Skip to content

Fundamentals

Overview

The Jobs Management module offers a comprehensive solution for deploying and managing AI jobs across Kubernetes and SLURM environments. This module is designed to streamline the execution of AI tasks, ensuring efficient resource utilization and seamless operations across diverse computational setups.

Key Features

  • Diverse Job Initiation Options:

    • Script-Based Submission: Upload scripts through the UI for defining AI tasks.
    • Docker Image Submission: Deploy jobs using Docker images containing all necessary code and dependencies.
  • Comprehensive Job Configuration: Configure job dependencies, runtime parameters, and execution constraints to meet specific performance standards.

  • Advanced Resource Specification: Specify necessary computational resources such as CPUs, GPUs, and memory to optimize each job's performance.

  • Robust Job Submission and Scheduling:

    • Gang Scheduling: Allocates all necessary resources before starting the job to prevent partial execution.
    • Priority-Based Scheduling: Customizes job priorities, adapting scheduling policies to various operational needs.
  • Real-Time Monitoring and Management: Provides tools for real-time tracking of CPU, GPU, and memory usage, and detailed logs for job execution tracking and performance analysis.

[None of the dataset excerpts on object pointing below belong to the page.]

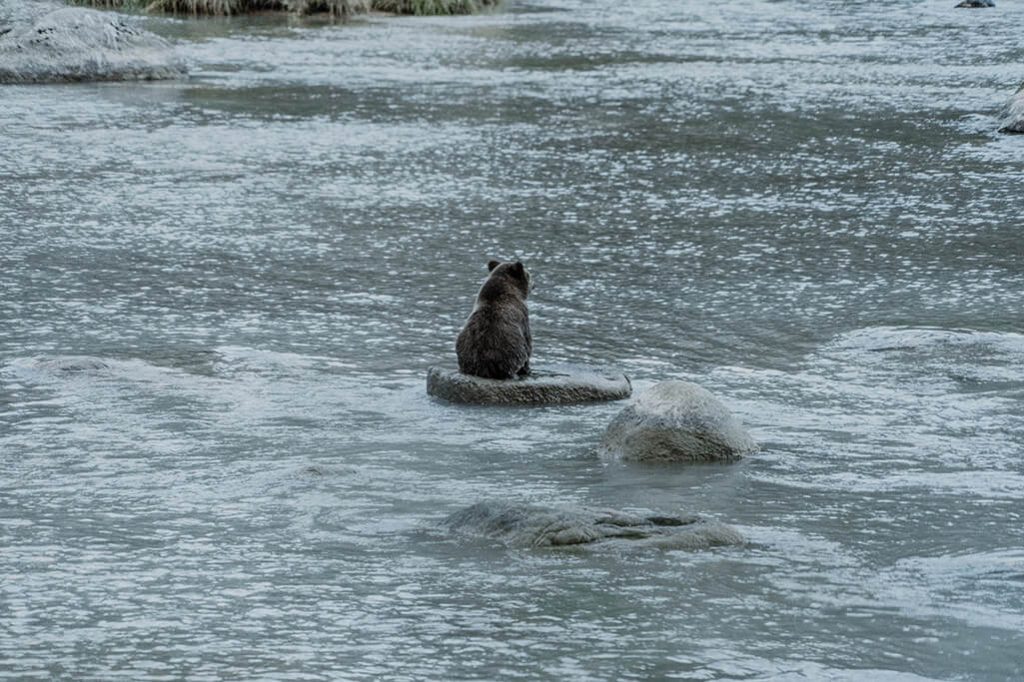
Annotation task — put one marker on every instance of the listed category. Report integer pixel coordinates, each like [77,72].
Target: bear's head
[513,274]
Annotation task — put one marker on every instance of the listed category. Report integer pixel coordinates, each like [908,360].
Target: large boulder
[558,384]
[534,525]
[676,421]
[41,42]
[1013,115]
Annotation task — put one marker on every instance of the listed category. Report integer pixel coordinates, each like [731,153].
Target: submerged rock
[532,525]
[71,364]
[43,43]
[676,421]
[1013,115]
[558,384]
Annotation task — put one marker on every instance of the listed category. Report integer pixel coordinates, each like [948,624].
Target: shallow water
[218,299]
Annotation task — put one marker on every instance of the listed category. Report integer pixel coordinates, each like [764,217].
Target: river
[219,298]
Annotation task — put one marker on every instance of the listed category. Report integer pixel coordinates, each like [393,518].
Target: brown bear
[496,342]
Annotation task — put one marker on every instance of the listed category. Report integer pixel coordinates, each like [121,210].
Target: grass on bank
[334,7]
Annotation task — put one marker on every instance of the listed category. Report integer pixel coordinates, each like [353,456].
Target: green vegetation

  • Proactive Alerting and Notifications: Sophisticated system for issuing alerts about critical conditions or anomalies, enabling timely interventions.

  • Streamlined Completion and Post-Processing: Manages all post-processing tasks automatically, including data aggregation and cleanup.

  • Flexible Result Storage and Access: Supports configurable storage solutions for securely storing and easily accessing job outputs.

  • Cross-Platform Compatibility: Manages AI jobs effectively within both Kubernetes and SLURM environments, ensuring a unified job management approach.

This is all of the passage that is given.